What is Liver Disease?

The liver is essential in digesting food and ridding your body of toxins. It sits just under your rib cage on the right side of your abdomen.

Liver disease occurs when damage to the liver, resulting in scarring known as cirrhosis, builds up over time and can lead to liver failure.

Symptoms of liver disease include:

  • Skin and eyes that appear yellowish (jaundice)
  • Abdominal pain and swelling
  • Swelling in the legs and ankles
  • Itchy skin
  • Dark urine color
  • Pale stool color, or bloody or tar-colored stool
  • Chronic fatigue
  • Nausea or vomiting
  • Loss of appetite
  • Bruising easily

Liver disease can be caused by a number of factors.
Some factors include:

  • Infection. The most common types of liver infection are hepatitis viruses, including:
    • Hepatitis A
    • Hepatitis B
    • Hepatitis C
  • Immune system abnormality. The most common examples of autoimmune liver diseases include:
    • Autoimmune hepatitis
    • Primary biliary cirrhosis
    • Primary sclerosing cholangitis
  • Genetics. Some abnormal genes can cause various substances to build up in your liver, resulting in liver damage. Common causes include:
  • Hemochromatosis
  • Hyperoxaluria and oxalosis
  • Wilson’s disease
  • Cancer and other growths, including:
  • Liver cancer
  • Bile duct cancer
  • Liver adenoma
  • Chronic alcohol abuse
  • Fat accumulating in the liver (nonalcoholic fatty liver disease)

Risk factors for Liver Disease include:

  • Heavy alcohol use
  • Injecting drugs using shared needles
  • Tattoos or body piercings
  • Blood transfusion before 1992
  • Exposure to other people’s blood and body fluids
  • Unprotected sex
  • Exposure to certain chemicals or toxins
  • Diabetes
  • Obesity
  • High levels of triglycerides in your blood

Diagnoses for liver disease and its cause include:

  • Blood tests. Liver function tests, a special group of blood tests, can be used to diagnose liver disease. Other blood tests can be done to look for specific liver problems or genetic conditions.
  • Imaging tests, including:
    • CT scan
    • MRI
    • Ultrasound
  • Tissue analysis. The tissue sample is collected during a liver biopsy, most often done using a long needle inserted through the skin to extract a tissue sample. It is then analyzed in a laboratory.

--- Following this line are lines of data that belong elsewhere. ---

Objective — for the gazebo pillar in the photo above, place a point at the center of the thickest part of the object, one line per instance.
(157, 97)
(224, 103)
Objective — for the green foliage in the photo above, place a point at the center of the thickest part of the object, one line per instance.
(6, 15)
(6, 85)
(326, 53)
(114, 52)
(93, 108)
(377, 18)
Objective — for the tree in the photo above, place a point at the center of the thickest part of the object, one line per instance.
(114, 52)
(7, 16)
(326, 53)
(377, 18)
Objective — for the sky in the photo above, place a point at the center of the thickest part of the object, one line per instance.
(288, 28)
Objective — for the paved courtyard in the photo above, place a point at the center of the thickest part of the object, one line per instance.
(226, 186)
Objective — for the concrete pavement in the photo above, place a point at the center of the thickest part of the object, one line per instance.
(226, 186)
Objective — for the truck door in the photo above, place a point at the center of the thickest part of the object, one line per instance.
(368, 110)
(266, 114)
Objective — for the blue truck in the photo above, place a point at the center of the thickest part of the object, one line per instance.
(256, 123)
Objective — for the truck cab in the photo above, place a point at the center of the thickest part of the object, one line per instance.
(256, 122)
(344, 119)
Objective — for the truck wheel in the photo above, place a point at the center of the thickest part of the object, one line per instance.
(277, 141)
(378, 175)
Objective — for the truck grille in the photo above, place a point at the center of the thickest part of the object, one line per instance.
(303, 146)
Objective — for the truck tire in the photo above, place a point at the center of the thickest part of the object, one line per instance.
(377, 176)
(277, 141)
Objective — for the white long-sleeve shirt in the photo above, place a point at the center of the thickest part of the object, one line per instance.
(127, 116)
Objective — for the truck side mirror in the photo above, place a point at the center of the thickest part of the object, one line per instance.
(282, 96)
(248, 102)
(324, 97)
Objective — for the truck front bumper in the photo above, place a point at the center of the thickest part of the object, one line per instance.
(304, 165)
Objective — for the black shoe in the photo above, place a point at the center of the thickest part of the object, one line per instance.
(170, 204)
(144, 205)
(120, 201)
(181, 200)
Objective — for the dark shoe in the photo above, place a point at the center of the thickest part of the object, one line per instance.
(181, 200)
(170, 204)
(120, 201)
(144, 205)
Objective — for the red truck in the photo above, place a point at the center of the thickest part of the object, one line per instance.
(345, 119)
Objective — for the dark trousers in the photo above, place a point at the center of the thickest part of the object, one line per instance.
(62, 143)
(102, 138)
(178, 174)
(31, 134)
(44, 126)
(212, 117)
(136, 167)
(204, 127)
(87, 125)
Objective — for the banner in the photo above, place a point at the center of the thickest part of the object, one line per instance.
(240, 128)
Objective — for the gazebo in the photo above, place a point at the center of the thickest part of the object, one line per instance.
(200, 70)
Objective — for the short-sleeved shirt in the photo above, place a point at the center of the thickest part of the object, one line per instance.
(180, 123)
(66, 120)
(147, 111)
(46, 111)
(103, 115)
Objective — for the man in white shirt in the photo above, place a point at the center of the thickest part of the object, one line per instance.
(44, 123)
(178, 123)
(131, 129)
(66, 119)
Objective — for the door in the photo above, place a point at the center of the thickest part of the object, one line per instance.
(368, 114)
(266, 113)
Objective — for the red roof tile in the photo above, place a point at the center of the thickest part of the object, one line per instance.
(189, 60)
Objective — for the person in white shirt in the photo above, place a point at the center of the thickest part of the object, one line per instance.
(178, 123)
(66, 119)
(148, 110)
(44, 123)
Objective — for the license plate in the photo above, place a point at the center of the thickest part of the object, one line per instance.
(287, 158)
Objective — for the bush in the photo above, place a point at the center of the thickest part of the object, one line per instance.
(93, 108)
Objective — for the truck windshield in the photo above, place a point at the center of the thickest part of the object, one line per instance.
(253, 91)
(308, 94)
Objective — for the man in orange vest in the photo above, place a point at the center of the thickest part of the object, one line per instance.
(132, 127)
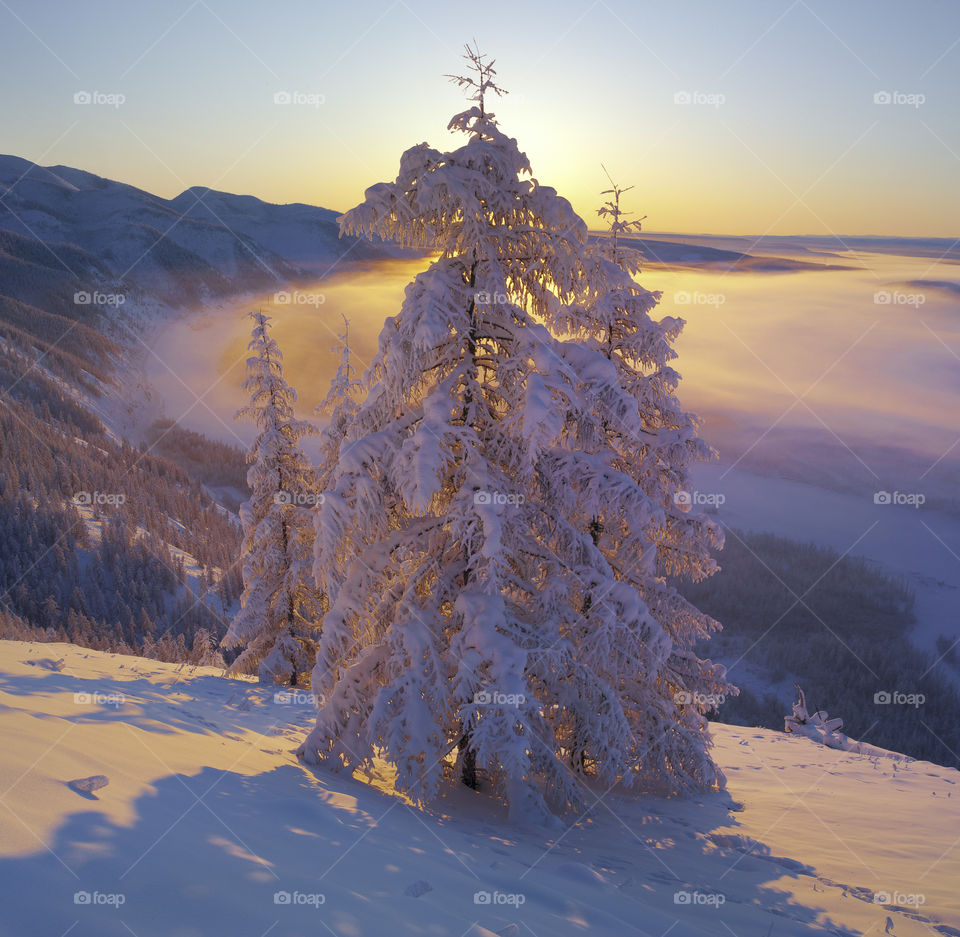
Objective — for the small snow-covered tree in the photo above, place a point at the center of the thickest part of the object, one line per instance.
(340, 405)
(280, 605)
(653, 449)
(489, 556)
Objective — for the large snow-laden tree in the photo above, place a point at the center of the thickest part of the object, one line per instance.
(486, 553)
(280, 605)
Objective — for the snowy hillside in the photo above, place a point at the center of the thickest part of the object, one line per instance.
(209, 825)
(202, 243)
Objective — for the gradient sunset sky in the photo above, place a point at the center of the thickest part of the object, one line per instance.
(747, 117)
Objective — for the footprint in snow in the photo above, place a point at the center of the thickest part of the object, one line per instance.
(86, 786)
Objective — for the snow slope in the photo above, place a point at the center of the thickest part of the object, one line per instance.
(208, 823)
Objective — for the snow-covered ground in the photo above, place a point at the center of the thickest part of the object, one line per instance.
(210, 826)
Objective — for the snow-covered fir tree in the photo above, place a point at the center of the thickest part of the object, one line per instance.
(280, 605)
(494, 565)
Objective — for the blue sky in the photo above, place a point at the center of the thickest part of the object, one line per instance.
(747, 117)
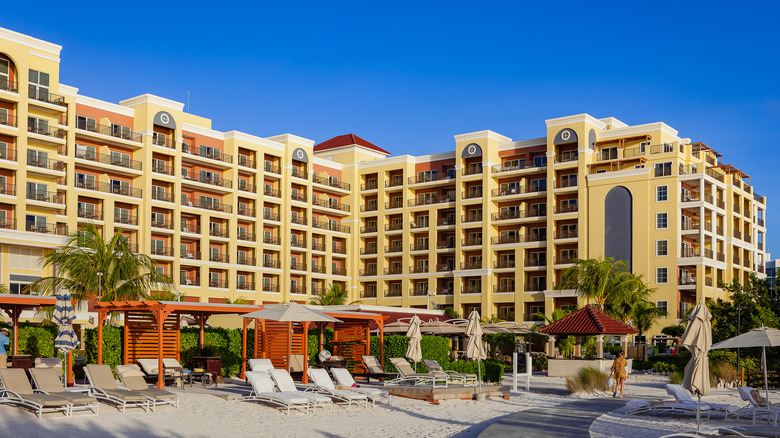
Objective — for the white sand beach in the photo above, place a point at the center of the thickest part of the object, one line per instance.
(205, 415)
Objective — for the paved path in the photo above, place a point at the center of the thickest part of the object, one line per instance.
(571, 419)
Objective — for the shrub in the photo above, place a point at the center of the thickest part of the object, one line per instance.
(587, 380)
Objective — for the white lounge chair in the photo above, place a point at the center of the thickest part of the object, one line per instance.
(17, 390)
(286, 385)
(683, 396)
(345, 379)
(47, 380)
(434, 367)
(133, 379)
(759, 407)
(325, 386)
(263, 391)
(104, 387)
(407, 374)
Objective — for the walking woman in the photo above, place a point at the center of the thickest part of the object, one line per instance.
(618, 372)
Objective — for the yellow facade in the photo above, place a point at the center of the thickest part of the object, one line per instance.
(489, 225)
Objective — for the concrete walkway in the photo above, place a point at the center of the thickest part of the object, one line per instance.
(567, 420)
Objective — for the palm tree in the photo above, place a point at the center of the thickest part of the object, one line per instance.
(335, 295)
(125, 275)
(600, 280)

Treatment depends on the cause of the disease. Some liver problems can be treated with lifestyle changes, including:

  • Weight loss
  • Stopping alcohol use

This is typically part of a medical program that includes careful monitoring of liver function. Some liver problems may be treated with medications, and others may require surgery.

If liver disease has advanced to the point of liver failure, you may require a liver transplant.